Can Anime relax you? Well, it’s an odd feeling. They call it “Body Transfer Illusion”. Manipulation of of sensory signals which correlate with one’s own body. While it’s usually induced via displays of “Body Ownership”, there are cases where emotional feelings are translated through visuals shown, whether they are real people, CGI, or animated. It’s also similar to when a Movie or Television show connects with us emotionally, whether it makes us sad, happy, disappointed, or elated. Sitting down and watching the very first episode of The Helpful Fox Senko-San (Sewayaki Kitsune no Senko-san) at night, made for a very relaxing experience. This series actually aims at doing this, while telling a great tale almost inspired by old school childhood book-like stories. Now, there are moments here that are totally not innocent at all, because it’s Anime of course. And while the series may emulate a “Slice-of-life” style in genre, it’s slated as a Comedy. And while being adapted by a newer Manga, the series tries to correlate with what an older style “Slice-of-life/Romedy” Anime would be like. Now, to compare this to such classic Slice-of-life series like Fruit’s Basket, is out of the question. This series unequivocally knows that it’s not to be taken seriously. It’s definitely “weeb junk food”, that you turn on for mindless viewing, and for some reason it had it’s hook. I believe the reason I kept returning to this series was due to it’s unique nature in plot, even trying to get an agenda across to it’s audience to always take care of yourself first, relax, and enjoy your time in life. Something I try to do on the daily, but when living life in the fast lane, it gets hard.
None the less, Senko-San follows it’s titular character Senko, an 800 Year old Fox demi-god, who has been sent to earth to ease life’s stresses of an average working-class man known as Kuroto Nakano. Nakano works for an exploitative company, that occupies most of, if not all of his free time. Over time, he develops stress and depression which the Anime characterises figuratively as “darkness”. An aura that overtakes Nakano, that visibly is killing any motivation and happiness he has. Senko has been given the task to pamper, and care for Nakano in any of his free time, to relieve any of life’s responsibilities. Wow, what a reality we all wish we could live in right? Of course, we’re talking about Anime here, where the imaginable tries to defy all possibilities. We would all love to ditch all of our responsibilities once in a while. But of course, this is not entirely the message that they are trying to convey here. Life’s stresses may get you down, but down let it overtake you.

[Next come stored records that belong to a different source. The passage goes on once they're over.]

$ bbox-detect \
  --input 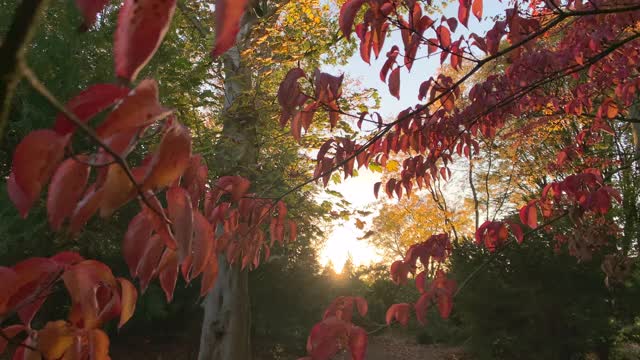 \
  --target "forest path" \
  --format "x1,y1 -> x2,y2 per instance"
337,334 -> 471,360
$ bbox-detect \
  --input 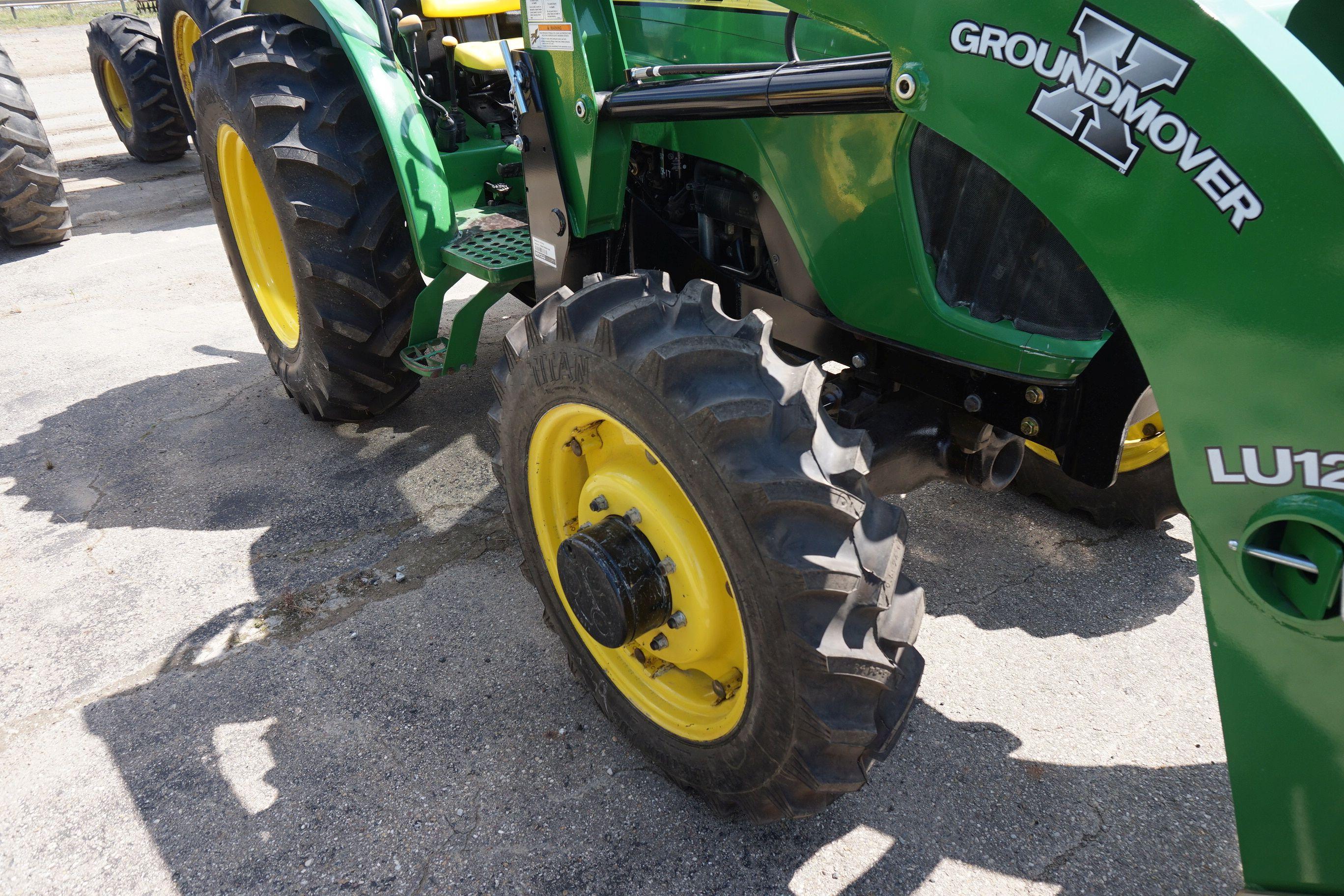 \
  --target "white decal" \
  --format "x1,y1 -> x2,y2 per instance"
950,2 -> 1265,232
1204,446 -> 1344,492
527,0 -> 564,24
532,236 -> 555,267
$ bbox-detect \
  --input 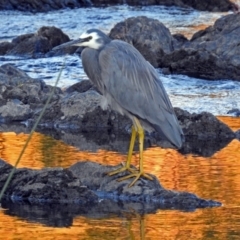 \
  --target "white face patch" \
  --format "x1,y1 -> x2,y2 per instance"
77,32 -> 101,49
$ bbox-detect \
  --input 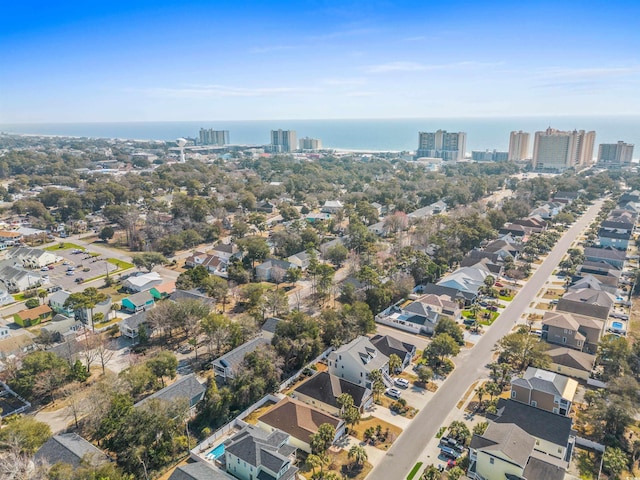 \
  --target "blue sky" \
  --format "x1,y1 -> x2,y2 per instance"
0,0 -> 640,123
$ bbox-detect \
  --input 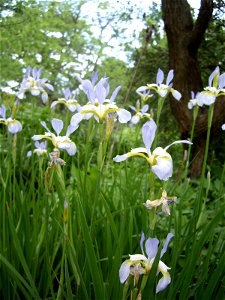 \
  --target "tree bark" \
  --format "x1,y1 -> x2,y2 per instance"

Throughout the series, there are important points that are thrown across such as socialising, and meeting new friends. Along the way, Senko and Nakano befriend Yasuko Koenji, the young, aspiring manga artist who currently is a university student living in the same apartment complex as Nakano. While Nakano works all day and experiences the around the clock, Nine-to-five work life, Koenji stays at home, mostly spending her time at her working station, drawing and writing manga. She leads a lazy lifestyle eating microwaved meals, and is quite messy. This is where we also meet Shiro, a far more conceited fox demi-god who has come to earth looking for Senko to return to their home and cook for her. Shiro later befriends Koenji, but also adopts her lifestyle of almost sloth, while eating and watching Anime all day, while waiting for prepped meals made my Senko next door.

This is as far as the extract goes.